A Liga Nacional de Foot-Ball Porto Alegrense apresenta-se, assim, como reputada expressão contingente de um contexto comum à população negra: a necessidade de uma incansável ocupação dos espaços do social a ela negada. Diminuída, ridicularizada e pejorativamente alcunhada; mas também sistematizada, bem estruturada e organizada, a Liga Nacional nos demonstra o poder de associativismo negro na conjuntura gaúcha no final do século XIX e no início do século XX, perpassando a imprensa, o esporte e a vida social. Não apenas isso, trata-se de um dos mais impressionantes atos de resistência negra da história do futebol brasileiro. Afinal, a convicção de um povo é sempre maior que a sombra de quem o marginaliza.

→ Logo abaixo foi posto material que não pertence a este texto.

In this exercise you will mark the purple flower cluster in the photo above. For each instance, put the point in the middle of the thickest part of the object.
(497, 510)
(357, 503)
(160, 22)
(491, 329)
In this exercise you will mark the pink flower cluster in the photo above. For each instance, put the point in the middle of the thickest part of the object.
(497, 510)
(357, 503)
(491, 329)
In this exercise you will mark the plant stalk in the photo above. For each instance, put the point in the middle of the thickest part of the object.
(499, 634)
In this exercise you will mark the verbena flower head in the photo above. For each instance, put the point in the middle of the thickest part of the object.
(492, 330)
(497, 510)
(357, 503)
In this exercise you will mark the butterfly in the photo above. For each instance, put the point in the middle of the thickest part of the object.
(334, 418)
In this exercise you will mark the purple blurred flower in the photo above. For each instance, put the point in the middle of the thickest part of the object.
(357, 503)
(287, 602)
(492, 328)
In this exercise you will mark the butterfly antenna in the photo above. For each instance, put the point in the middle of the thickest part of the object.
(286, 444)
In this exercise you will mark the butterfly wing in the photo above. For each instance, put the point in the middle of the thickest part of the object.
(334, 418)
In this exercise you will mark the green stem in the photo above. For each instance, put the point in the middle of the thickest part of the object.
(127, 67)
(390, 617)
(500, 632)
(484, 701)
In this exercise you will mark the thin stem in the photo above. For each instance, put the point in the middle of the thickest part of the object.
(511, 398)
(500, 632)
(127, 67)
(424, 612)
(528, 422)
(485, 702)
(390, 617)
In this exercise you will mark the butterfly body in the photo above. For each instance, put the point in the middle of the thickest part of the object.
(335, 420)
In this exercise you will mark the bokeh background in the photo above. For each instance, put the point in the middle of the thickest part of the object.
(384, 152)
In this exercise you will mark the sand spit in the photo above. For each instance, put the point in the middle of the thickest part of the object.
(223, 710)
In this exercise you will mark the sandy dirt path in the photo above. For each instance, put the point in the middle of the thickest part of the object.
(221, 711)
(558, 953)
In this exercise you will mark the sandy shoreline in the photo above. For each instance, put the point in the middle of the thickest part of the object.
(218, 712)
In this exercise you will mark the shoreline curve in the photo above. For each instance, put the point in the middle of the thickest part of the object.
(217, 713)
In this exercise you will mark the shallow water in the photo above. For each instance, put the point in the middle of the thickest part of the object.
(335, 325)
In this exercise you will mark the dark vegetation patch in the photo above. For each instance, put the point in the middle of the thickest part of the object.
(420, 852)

RODRIGUES, Diego Lemos. Dos campos às páginas: a participação negra na construção do futebol em Porto Alegre no pós-abolição (1907-1921). 2022. Trabalho de Conclusão de Curso (Graduação em História) – Universidade Federal do Rio Grande do Sul, Porto Alegre, 2022.
MAGRI, D. Liga das Canelas Pretas, o torneio antirracista nos primórdios do futebol gaúcho. Disponível em: <https://brasil.elpais.com/brasil/2019/11/22/deportes/1574455123_874259.html>. Acesso em: 19 jun. 2025.
OBSERVATÓRIO. Porto Alegre, 13 de Maio de 1920 – 100 Anos de “Liga da Canela Preta”. Disponível em: <https://observatorioracialfutebol.com.br/porto-alegre-13-de-maio-de-1920-100-anos-de-liga-da-canela-preta/>. Acesso em: 19 jun. 2025.
RIBEIRO, Fabrício Locatelli; MARTINS, Rodrigo Perla. Liga da Canela Preta: Protagonismo Negro no Futebol Gaúcho. 2019, Natal. XXI CONBRACE & VIII CONICE. Congresso 2019.